James Webb Telescope
About
Overview
Launched in 2021, the James Webb Space Telescope is the largest and the most powerful space telescope ever built by NASA. It is equipped with high-resolution infrared instruments, a giant golden mirror and sunshield, allowing us to view old, distant and faint objects.
Mission objectives
- Observe into the farthest reaches of the known universe
- Search for the first stars after the big bang
- Search for potential life on distant planets
- Study our own solar system and distant ones
- better understand how planets, stars and galaxies are born and evolve over time
Features
- Golden mirror: Webb has a 6.5 meter-diameter gold coated beryllium primary mirror, made up of 18 separate hexagonal mirrors.
- Sunshield: Because of the suns intense heat, Webb has a sunshield about the size of Three yellow school buses to protect the sensitive instruments.
- Instruments: Webb has four scientific instruments onboard
- NIRCam (Near Infrared Camera) is an infrared imager
- NIRSpec (Near Infrared Spectrograph) performs spectroscopy over the same wavelength range
- MIRI (Mid-Infrared Instrument) measures the mid-to-long-infrared wavelength length
- FGS/NIRISS (Fine Guidance Sensor and Near Infrared Imager and Slitless Spectrograph), stabilizes the line-of-sight of the observatory during science observations.

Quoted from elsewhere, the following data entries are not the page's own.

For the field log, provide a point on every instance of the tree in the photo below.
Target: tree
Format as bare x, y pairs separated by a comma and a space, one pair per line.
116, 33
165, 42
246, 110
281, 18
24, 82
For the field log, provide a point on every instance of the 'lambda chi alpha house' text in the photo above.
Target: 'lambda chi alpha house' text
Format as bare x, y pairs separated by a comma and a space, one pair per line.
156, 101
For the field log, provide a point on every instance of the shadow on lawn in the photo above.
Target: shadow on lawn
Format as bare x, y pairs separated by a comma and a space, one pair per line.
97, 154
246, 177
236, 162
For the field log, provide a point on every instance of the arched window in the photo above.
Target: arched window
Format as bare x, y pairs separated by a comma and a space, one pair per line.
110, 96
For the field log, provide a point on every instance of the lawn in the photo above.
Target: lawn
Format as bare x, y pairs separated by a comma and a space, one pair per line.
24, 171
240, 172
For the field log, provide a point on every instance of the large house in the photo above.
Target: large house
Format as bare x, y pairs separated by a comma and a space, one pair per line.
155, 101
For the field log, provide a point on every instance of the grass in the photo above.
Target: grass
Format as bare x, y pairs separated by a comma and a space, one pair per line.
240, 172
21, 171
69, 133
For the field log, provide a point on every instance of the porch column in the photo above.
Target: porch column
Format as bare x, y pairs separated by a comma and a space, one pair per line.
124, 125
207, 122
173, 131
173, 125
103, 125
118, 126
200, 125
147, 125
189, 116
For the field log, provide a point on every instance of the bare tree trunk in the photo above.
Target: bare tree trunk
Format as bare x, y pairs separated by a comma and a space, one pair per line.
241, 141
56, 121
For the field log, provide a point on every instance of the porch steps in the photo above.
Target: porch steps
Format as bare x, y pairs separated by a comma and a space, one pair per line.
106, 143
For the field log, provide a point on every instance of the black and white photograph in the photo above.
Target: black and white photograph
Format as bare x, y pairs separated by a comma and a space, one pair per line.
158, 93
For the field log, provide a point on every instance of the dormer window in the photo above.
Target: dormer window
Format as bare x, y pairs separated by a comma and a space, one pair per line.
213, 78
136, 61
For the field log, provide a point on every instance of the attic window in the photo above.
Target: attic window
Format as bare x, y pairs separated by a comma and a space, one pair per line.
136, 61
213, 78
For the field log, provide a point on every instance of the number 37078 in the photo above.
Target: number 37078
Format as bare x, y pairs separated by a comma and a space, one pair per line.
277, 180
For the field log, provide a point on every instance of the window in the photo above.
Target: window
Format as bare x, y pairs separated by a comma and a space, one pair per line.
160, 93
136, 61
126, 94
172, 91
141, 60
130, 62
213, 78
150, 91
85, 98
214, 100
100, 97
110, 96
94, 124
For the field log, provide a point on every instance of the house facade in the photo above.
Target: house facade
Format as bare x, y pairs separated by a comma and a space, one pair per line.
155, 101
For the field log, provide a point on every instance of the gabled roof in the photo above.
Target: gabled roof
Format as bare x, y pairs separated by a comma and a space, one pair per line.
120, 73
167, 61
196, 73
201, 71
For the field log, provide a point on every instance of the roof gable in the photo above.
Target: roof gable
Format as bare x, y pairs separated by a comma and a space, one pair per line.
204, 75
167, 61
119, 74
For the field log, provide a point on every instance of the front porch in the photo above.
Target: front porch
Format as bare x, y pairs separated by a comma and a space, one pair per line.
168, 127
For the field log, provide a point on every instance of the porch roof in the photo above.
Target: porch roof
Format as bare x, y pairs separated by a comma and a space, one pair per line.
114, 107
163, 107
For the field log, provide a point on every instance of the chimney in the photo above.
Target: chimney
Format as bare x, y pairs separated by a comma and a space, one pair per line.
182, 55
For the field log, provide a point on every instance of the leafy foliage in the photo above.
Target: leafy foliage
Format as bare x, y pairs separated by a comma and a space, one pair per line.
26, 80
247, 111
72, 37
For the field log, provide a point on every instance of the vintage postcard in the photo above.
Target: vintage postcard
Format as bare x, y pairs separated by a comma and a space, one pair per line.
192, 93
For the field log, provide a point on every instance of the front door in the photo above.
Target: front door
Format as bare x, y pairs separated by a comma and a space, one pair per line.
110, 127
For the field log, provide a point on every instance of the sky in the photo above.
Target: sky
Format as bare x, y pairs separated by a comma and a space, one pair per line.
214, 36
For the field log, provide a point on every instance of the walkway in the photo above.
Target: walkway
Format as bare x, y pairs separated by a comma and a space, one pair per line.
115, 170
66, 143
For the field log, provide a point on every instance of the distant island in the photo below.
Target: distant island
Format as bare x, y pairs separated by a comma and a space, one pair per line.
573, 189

- High frequency radio transmitter: To communicate and transmit data back to Earth

Location
Webb is located in a point of space know as Lagrange 2, or L2 for short. L2 is located 1.5 million kilometers behind the earth, away from the sun.
The reason for choosing this location is because it has an unobstructed view for Webb to look deep into space. It is an extremely stable location where Webb will continuously be aligned with the earth and have stable temperatures. Finally because L2 remains fixed relative to the earth, it will have constant communication with no black out periods.